37 [Ghemawat3,Dean4]: MapReduce+GFS [Bialecki5]: Hadoop+HDFS [Gu6]: Sphere+Sector [Tatebe4]: Gfarm [Chervenak4]: RLS, DRS [Kosar6]: Stork Conclusions None focused on the co-location of storage and generic black box computations with data-aware scheduling while operating in a dynamic elastic environment Swift + Falkon + Data Diffusion is arguably a more generic and powerful solution than MapReduce 37
38 Identified that data locality is crucial to the efficient use of large scale distributed systems for data-intensive applications Data Diffusion Integrated streamlined task dispatching with data aware scheduling policies Heuristics to maximize real world performance Suitable for varying, data-intensive workloads Proof of O(NM) Competitive Caching 38
39 Falkon is a real system Late 25: Initial prototype, AstroPortal January 27: Falkon v November 27: Globus incubator project v.1 February 29: Globus incubator project v.9 Implemented in Java (~2K lines of code) and C (~1K lines of code) Open source: svn co Source code contributors (beside myself) Yong Zhao, Zhao Zhang, Ben Clifford, Mihael Hategan [Globus7] Falkon: A Proposal for Project Globus Incubation 39
40 Workload 16K CPUs 1M tasks 6 sec per task 2 CPU years in 453 sec Throughput: 2312 tasks/sec 85% efficiency [TPDS9] Middleware Support for Many-Task Computing, under preparation 4
41 [TPDS9] Middleware Support for Many-Task Computing, under preparation 41
42 ACM MTAGS9 SC9 Due Date: August 1 st, 29 42
43 IEEE TPDS Journal Special Issue on MTC Due Date: December 1 st, 29 43
44 More information: Other publications: Falkon: Swift: Funding: NASA: Ames Research Center, GSRP DOE: Office of Advanced Scientific Computing Research, Office of Science, U.S. Dept. of Energy NSF: TeraGrid Relevant activities: ACM MTAGS9 Workshop at Supercomputing 29 Special Issue on MTC in IEEE TPDS Journal 44
NFS, GPFS, PVFS, Lustre Batch-scheduled systems: Clusters, Grids, and Supercomputers Programming paradigm: HPC, MTC, and HTC
Segregated storage and compute NFS, GPFS, PVFS, Lustre Batch-scheduled systems: Clusters, Grids, and Supercomputers Programming paradigm: HPC, MTC, and HTC Co-located storage and compute HDFS, GFS Data
More informationSynonymous with supercomputing Tightly-coupled applications Implemented using Message Passing Interface (MPI) Large of amounts of computing for short
Synonymous with supercomputing Tightly-coupled applications Implemented using Message Passing Interface (MPI) Large of amounts of computing for short periods of time Usually requires low latency interconnects
More informationTypically applied in clusters and grids Loosely-coupled applications with sequential jobs Large amounts of computing for long periods of times
Typically applied in clusters and grids Loosely-coupled applications with sequential jobs Large amounts of computing for long periods of times Measured in operations per month or years 2 Bridge the gap
More informationIoan Raicu.
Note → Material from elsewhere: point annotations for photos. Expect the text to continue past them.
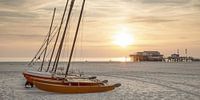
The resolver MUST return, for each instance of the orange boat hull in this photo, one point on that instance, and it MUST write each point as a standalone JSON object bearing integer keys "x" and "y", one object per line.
{"x": 47, "y": 79}
{"x": 73, "y": 89}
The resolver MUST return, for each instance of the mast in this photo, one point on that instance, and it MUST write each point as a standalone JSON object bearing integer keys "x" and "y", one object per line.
{"x": 48, "y": 39}
{"x": 56, "y": 41}
{"x": 75, "y": 38}
{"x": 43, "y": 44}
{"x": 63, "y": 36}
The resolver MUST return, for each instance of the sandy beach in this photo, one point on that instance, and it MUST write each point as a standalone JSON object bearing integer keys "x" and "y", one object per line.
{"x": 140, "y": 81}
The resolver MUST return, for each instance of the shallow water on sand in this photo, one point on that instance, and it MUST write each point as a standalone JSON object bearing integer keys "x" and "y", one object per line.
{"x": 140, "y": 81}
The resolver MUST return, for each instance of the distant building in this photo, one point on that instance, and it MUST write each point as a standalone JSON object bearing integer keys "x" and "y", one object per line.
{"x": 147, "y": 56}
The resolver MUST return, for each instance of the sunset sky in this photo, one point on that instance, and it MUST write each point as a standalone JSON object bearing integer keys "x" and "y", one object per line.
{"x": 163, "y": 25}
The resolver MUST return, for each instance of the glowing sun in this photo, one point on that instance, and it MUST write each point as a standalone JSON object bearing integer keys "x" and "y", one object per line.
{"x": 123, "y": 39}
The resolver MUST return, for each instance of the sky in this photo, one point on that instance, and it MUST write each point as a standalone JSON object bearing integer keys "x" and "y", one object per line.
{"x": 162, "y": 25}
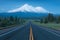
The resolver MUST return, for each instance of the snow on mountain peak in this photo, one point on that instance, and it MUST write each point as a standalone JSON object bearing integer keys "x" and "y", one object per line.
{"x": 29, "y": 8}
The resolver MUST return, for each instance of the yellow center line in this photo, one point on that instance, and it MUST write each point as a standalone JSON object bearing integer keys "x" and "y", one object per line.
{"x": 31, "y": 34}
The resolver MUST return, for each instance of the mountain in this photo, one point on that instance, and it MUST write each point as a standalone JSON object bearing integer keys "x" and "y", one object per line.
{"x": 29, "y": 8}
{"x": 27, "y": 11}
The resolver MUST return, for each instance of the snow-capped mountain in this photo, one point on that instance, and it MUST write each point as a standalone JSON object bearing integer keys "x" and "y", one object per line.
{"x": 29, "y": 8}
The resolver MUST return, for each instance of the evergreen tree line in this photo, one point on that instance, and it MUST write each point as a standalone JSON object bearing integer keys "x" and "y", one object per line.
{"x": 50, "y": 19}
{"x": 8, "y": 21}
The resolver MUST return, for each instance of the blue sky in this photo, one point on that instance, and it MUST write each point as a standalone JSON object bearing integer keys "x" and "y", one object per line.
{"x": 50, "y": 5}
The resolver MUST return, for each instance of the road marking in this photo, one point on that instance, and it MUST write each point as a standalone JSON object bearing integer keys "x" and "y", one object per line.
{"x": 31, "y": 34}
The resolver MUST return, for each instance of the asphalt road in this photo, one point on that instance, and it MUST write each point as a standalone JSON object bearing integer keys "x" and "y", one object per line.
{"x": 23, "y": 33}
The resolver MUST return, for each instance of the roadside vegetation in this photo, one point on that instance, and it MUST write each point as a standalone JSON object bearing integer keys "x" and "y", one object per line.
{"x": 10, "y": 21}
{"x": 50, "y": 21}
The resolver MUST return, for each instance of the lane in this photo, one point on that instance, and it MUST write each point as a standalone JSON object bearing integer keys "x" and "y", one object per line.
{"x": 41, "y": 33}
{"x": 17, "y": 34}
{"x": 31, "y": 34}
{"x": 21, "y": 34}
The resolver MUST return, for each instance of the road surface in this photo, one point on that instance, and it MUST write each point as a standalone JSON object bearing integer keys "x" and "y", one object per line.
{"x": 31, "y": 31}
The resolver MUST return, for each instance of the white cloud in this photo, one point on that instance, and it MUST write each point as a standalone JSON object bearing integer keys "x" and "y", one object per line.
{"x": 29, "y": 8}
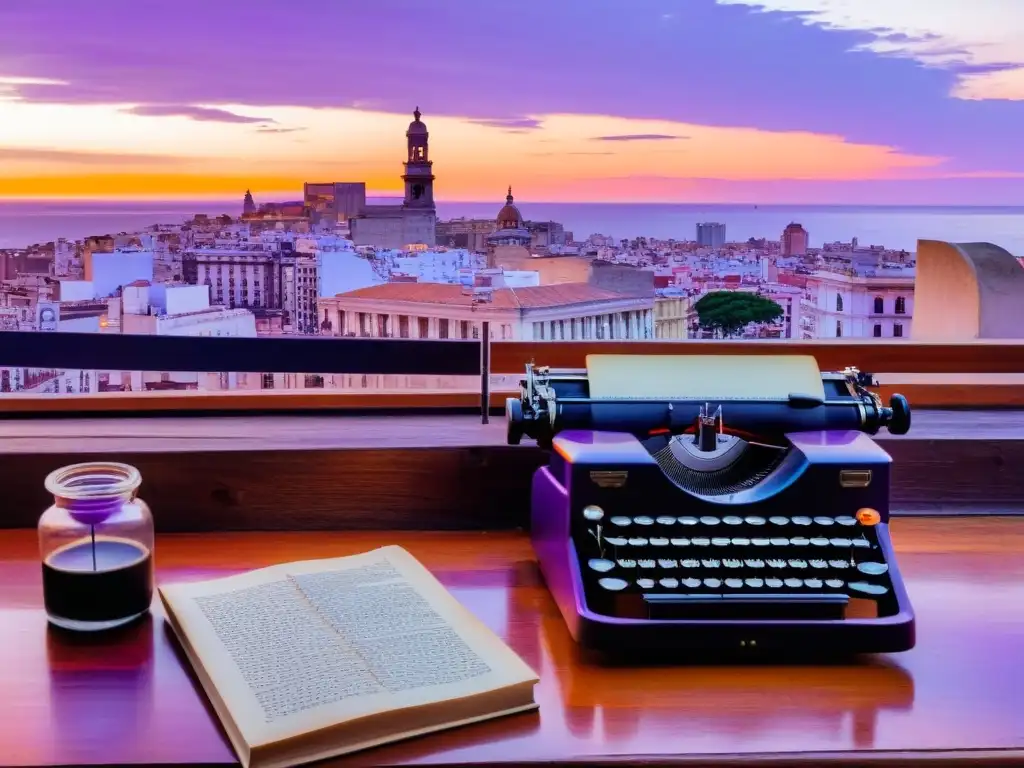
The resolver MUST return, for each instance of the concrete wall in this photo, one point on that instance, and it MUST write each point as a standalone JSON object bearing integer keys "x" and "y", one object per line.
{"x": 967, "y": 291}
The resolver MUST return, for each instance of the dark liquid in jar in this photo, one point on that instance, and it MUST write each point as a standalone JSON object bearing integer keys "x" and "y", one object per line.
{"x": 117, "y": 585}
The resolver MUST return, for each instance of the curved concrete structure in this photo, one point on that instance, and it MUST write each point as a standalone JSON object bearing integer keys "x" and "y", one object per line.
{"x": 967, "y": 291}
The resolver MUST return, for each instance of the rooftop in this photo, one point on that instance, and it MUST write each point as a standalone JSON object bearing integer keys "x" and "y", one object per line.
{"x": 531, "y": 297}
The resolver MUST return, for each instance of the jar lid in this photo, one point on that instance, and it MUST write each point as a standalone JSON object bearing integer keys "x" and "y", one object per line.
{"x": 91, "y": 492}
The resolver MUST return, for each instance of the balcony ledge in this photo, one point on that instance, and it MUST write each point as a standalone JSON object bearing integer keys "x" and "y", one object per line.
{"x": 423, "y": 471}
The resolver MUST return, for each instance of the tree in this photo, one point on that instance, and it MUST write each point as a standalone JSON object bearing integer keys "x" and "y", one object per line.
{"x": 730, "y": 311}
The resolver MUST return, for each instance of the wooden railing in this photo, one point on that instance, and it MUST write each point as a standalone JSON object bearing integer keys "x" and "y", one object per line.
{"x": 976, "y": 374}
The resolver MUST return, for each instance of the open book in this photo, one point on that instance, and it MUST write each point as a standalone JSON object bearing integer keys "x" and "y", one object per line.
{"x": 312, "y": 659}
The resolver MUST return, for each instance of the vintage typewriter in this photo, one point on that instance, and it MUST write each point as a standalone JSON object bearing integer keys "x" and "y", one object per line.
{"x": 717, "y": 503}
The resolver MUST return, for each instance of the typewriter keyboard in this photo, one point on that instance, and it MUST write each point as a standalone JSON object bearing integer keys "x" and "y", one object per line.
{"x": 738, "y": 566}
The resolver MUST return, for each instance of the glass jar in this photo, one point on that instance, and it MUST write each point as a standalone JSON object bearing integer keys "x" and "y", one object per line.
{"x": 96, "y": 547}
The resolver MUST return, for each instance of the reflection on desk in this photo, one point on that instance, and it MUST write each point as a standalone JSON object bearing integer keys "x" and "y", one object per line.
{"x": 131, "y": 699}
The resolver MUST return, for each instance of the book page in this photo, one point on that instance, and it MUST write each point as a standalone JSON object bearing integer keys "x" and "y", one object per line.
{"x": 698, "y": 377}
{"x": 294, "y": 648}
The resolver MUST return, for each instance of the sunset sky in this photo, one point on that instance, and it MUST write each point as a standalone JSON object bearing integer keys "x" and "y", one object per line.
{"x": 916, "y": 101}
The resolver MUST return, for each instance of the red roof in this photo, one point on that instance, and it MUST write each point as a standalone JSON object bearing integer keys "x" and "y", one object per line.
{"x": 532, "y": 297}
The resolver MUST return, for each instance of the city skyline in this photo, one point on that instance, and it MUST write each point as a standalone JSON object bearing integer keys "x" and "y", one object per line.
{"x": 693, "y": 100}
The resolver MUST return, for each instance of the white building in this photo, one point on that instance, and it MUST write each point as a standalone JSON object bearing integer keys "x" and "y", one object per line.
{"x": 431, "y": 310}
{"x": 711, "y": 235}
{"x": 840, "y": 305}
{"x": 109, "y": 271}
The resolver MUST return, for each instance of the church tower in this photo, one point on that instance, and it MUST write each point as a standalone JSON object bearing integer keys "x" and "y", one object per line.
{"x": 248, "y": 204}
{"x": 419, "y": 176}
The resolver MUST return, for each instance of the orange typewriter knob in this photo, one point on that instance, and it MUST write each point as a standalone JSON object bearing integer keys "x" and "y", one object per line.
{"x": 868, "y": 516}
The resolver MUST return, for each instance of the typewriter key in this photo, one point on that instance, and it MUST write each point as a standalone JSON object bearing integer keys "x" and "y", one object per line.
{"x": 872, "y": 568}
{"x": 867, "y": 589}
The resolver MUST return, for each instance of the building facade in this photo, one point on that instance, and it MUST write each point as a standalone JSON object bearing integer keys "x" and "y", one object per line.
{"x": 259, "y": 275}
{"x": 840, "y": 305}
{"x": 711, "y": 235}
{"x": 795, "y": 241}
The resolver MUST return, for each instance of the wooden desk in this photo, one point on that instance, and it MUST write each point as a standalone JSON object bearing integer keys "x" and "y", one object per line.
{"x": 956, "y": 696}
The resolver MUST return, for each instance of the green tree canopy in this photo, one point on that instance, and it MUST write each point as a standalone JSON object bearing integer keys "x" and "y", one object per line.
{"x": 729, "y": 311}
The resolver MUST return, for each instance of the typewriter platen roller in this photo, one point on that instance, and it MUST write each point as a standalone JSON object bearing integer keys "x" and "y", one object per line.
{"x": 756, "y": 519}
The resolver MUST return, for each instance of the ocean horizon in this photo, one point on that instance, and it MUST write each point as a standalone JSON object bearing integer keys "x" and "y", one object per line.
{"x": 32, "y": 221}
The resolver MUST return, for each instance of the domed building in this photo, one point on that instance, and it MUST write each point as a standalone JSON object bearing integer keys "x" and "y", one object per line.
{"x": 509, "y": 229}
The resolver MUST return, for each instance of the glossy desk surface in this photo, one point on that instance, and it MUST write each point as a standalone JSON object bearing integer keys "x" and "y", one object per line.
{"x": 131, "y": 699}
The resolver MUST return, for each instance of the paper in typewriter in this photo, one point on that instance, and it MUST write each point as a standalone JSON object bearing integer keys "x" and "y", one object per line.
{"x": 713, "y": 377}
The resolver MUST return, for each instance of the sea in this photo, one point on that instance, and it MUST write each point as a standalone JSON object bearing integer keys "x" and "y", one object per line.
{"x": 28, "y": 222}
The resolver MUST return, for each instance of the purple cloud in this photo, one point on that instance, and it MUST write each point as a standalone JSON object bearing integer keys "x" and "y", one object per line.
{"x": 513, "y": 124}
{"x": 828, "y": 81}
{"x": 13, "y": 154}
{"x": 201, "y": 114}
{"x": 639, "y": 137}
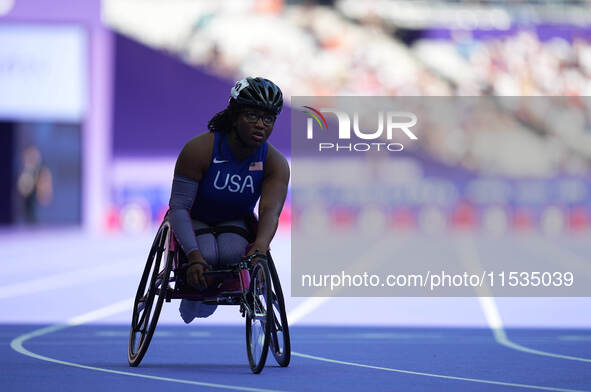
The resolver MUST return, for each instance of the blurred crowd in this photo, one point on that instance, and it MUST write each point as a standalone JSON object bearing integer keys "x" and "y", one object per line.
{"x": 312, "y": 50}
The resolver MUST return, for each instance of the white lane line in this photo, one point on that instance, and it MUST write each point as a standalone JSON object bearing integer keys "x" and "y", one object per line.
{"x": 17, "y": 345}
{"x": 476, "y": 380}
{"x": 69, "y": 279}
{"x": 469, "y": 255}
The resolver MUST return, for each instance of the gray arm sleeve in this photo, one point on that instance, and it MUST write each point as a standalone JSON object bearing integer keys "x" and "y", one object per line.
{"x": 182, "y": 197}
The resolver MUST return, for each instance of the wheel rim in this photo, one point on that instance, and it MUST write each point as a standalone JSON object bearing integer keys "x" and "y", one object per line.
{"x": 146, "y": 306}
{"x": 277, "y": 332}
{"x": 259, "y": 317}
{"x": 258, "y": 327}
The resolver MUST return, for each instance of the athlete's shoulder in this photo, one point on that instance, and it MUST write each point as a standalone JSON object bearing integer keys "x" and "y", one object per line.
{"x": 195, "y": 156}
{"x": 276, "y": 163}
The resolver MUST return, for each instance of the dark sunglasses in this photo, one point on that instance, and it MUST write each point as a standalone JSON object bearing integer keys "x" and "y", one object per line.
{"x": 253, "y": 117}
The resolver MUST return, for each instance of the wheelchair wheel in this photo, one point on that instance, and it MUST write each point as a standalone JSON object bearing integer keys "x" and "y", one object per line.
{"x": 259, "y": 317}
{"x": 154, "y": 282}
{"x": 280, "y": 342}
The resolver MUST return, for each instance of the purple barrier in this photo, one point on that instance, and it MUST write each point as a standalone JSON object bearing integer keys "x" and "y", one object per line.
{"x": 545, "y": 32}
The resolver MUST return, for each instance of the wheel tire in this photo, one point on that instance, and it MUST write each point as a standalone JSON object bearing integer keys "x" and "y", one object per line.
{"x": 258, "y": 318}
{"x": 145, "y": 312}
{"x": 280, "y": 341}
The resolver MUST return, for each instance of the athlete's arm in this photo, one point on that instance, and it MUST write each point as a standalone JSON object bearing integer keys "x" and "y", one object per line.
{"x": 274, "y": 191}
{"x": 191, "y": 164}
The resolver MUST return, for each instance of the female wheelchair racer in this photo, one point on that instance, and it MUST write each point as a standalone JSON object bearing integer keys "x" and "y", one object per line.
{"x": 210, "y": 244}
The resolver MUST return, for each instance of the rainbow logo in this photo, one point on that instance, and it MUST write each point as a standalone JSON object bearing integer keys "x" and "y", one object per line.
{"x": 315, "y": 114}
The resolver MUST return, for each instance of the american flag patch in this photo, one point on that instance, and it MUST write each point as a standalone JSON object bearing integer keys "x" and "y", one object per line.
{"x": 255, "y": 166}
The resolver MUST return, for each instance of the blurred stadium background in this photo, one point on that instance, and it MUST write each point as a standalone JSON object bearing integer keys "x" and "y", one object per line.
{"x": 98, "y": 97}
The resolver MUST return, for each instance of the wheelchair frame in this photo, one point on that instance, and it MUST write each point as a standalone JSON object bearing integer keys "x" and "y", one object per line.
{"x": 255, "y": 288}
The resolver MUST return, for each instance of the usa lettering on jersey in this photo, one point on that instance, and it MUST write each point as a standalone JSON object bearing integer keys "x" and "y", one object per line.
{"x": 234, "y": 183}
{"x": 256, "y": 166}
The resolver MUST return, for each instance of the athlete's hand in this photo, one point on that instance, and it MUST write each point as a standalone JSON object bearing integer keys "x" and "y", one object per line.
{"x": 195, "y": 277}
{"x": 260, "y": 249}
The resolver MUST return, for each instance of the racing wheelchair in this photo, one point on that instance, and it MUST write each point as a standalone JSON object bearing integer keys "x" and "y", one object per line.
{"x": 252, "y": 284}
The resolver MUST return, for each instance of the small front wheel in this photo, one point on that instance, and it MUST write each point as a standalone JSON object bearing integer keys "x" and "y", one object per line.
{"x": 259, "y": 316}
Distributed Systems Laboratory Computer Science Department University of Chicago
The Quest for Scalable Support of Data Intensive Applications in Distributed Systems Ioan Raicu Distributed Systems Laboratory Computer Science Department University of Chicago In Collaboration with: Ian
More informationIoan Raicu Distributed Systems Laboratory Computer Science Department University of Chicago
Running 1 Million Jobs in 10 Minutes via the Falkon Fast and Light-weight Ioan Raicu Distributed Systems Laboratory Computer Science Department University of Chicago In Collaboration with: Ian Foster,
More informationOverview Past Work Future Work. Motivation Proposal. Work-in-Progress
Overview Past Work Future Work Motivation Proposal Work-in-Progress 2 HPC: High-Performance Computing Synonymous with supercomputing Tightly-coupled applications Implemented using Message Passing Interface
More informationManaging and Executing Loosely-Coupled Large-Scale Applications on Clusters, Grids, and Supercomputers
Managing and Executing Loosely-Coupled Large-Scale Applications on Clusters, Grids, and Supercomputers Ioan Raicu Distributed Systems Laboratory Computer Science Department University of Chicago Collaborators:
More informationA Data Diffusion Approach to Large Scale Scientific Exploration
A Data Diffusion Approach to Large Scale Scientific Exploration Ioan Raicu Distributed Systems Laboratory Computer Science Department University of Chicago Joint work with: Yong Zhao: Microsoft Ian Foster:
More informationIoan Raicu Distributed Systems Laboratory Computer Science Department University of Chicago
Falkon, a Fast and Light-weight task execution framework for Clusters, Grids, and Supercomputers Ioan Raicu Distributed Systems Laboratory Computer Science Department University of Chicago In Collaboration
More informationThe Quest for Scalable Support of Data-Intensive Workloads in Distributed Systems
The Quest for Scalable Support of Data-Intensive Workloads in Distributed Systems Ioan Raicu, 1 Ian T. Foster, 1,2,3 Yong Zhao 4 Philip Little, 5 Christopher M. Moretti, 5 Amitabh Chaudhary, 5 Douglas
More informationMOHA: Many-Task Computing Framework on Hadoop
Apache: Big Data North America 2017 @ Miami MOHA: Many-Task Computing Framework on Hadoop Soonwook Hwang Korea Institute of Science and Technology Information May 18, 2017 Table of Contents Introduction
More informationIan Foster, An Overview of Distributed Systems
The advent of computation can be compared, in terms of the breadth and depth of its impact on research and scholarship, to the invention of writing and the development of modern mathematics. Ian Foster,
More informationArguably one of the most fundamental discipline that touches all other disciplines and people
The scientific and mathematical approach in information technology and computing Started in the 1960s from Mathematics or Electrical Engineering Today: Arguably one of the most fundamental discipline that
More informationIoan Raicu. Everyone else. More information at: Background? What do you want to get out of this course?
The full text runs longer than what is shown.